There is no “consensus” on spending cuts. Probably because without a budget to work with cutting spending is difficult. Other than a few vacant patronage jobs the only item really on the table here is limiting Thornton’s unending raid on the state budget. As we noted before, O’Malley’s changes would have the effect of keeping in place increased funding to those counties, both of them and Baltimore City, that went heavily for O’Malley in 2006. Those slammed would be those counties who voted for the much maligned and now much missed Other Guy.

Baltimore City’s delegation has pledged to vote against any bill that trims education spending. Without stopping the growth of that self-licking ice cream cone it is hard to see how any budget will be balanced in the future.

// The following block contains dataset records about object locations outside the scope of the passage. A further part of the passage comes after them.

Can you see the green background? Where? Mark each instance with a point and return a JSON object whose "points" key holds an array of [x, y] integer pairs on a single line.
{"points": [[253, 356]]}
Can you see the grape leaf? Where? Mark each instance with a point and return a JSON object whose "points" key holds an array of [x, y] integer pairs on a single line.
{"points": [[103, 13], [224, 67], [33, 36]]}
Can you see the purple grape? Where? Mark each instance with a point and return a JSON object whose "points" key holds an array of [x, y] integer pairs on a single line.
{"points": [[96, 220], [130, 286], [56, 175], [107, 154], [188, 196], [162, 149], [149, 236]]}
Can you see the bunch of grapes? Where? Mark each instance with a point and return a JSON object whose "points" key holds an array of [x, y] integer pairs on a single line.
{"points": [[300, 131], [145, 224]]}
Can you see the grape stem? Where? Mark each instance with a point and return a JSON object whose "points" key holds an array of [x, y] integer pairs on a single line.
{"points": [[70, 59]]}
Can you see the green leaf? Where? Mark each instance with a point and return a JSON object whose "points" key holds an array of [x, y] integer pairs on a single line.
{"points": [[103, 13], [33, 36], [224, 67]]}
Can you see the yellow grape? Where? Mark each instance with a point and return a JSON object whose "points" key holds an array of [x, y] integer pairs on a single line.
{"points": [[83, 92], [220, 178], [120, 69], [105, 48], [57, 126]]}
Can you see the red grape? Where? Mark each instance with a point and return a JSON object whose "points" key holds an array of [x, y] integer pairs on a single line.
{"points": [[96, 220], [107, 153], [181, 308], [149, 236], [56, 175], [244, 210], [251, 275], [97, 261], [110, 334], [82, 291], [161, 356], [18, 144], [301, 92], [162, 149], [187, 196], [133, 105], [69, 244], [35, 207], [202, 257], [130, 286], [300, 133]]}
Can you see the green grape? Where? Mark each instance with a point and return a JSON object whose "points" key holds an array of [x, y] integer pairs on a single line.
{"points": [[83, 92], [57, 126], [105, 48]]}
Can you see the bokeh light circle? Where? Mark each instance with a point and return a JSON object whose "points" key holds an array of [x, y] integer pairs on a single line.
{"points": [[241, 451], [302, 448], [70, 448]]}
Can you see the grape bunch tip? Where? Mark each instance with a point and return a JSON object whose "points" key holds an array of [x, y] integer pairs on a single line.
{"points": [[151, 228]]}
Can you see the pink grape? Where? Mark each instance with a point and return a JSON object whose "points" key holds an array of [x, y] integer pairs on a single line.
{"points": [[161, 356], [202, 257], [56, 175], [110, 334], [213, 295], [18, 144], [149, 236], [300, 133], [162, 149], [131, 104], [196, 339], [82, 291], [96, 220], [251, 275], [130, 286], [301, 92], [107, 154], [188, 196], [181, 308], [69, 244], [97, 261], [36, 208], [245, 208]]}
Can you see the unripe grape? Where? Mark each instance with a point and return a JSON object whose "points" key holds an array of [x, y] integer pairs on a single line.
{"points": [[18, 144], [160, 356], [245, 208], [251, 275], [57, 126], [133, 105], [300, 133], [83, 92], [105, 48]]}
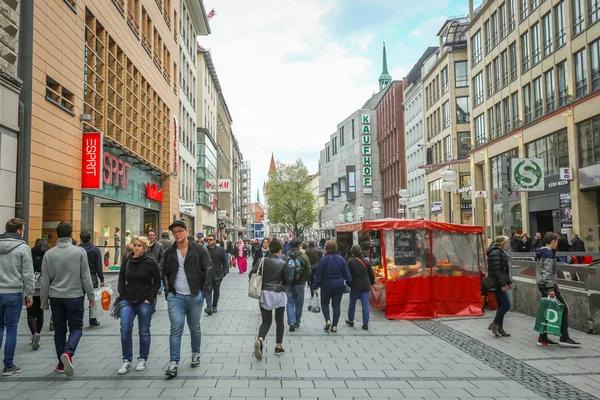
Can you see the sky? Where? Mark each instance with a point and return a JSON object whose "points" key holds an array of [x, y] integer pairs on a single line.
{"points": [[291, 70]]}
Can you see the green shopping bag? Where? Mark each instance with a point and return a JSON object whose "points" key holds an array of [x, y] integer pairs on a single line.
{"points": [[549, 316]]}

As we reported a few days ago, the increase in the state income tax rate is really up for grabs. It seems like it will increase but the MoCo delegation really has their knickers in a knot over this. Of course, the MoCo delegation is famous for shooting their mouth off when the press is watching and then falling meekly into the party goose step when it comes time to vote.

There is good news. Senator James Brochin, (D-Baltimore County) has said he will join a Republican filibuster against tax increases.

WBAL reports that Senator Lowell Stotzfus asked a hard question of the O’Malley administration, something the Baltimore Sun is unwilling to do.

Senator Lowell Stoltzfus questioned the proposal to put slot machines at Ocean Downs Racetrack in Worcester County, which Stoltzfus represents.

Stoltzfus argues that slot machines at the track near Ocean City will sap business from the resort town. The governor’s top legislative aide — Joe Bryce — says the location was chosen because there is already horse racing there and there would be no other slots parlor nearby.

Stoltzfus asked whether the governor was — quote — “bought” — unquote — by a political donation coming from track owners. Bryce said it was unseemly for Stoltzfus to question the governor’s motives and said O’Malley ran for office saying he wanted to put slot machines at racetracks.

I don’t know if the governor can be bought, but there is a lot of evidence that he can be rented fairly easily.

Now from our correspondent in Annapois we have the inside baseball story.

There is no session today, the time being devoted to cutting deals, trading horses, parceling out favors, and issuing threats. Tomorrow at 1pm the Budget and Taxation Committee meets to begin voting on parts of the O’Malley tax scheme. Key items that will be considered are limiting Thornton (see discussion above) and raiding the Program Open Space coffers.

Our source says that beneath the radar the corporate tax portions of the O’Malley tax scheme are in real trouble. A lot of key Dem contributors are saying no-non-nein-nyet (or “no, nay, never” in tribute to O’Malley’s March) to these increases and legislators are listening.

The sales tax will hit 6%. It will take in a lot of other business services. And the extension of those services will occur, figuratively, in the dead of the night, so the affected businesses will not have time to organize.

Governor O’Malley is reportedly set to claim victory if the the sales tax is raised to 6%, regardless of what happens to the rest of his scheme.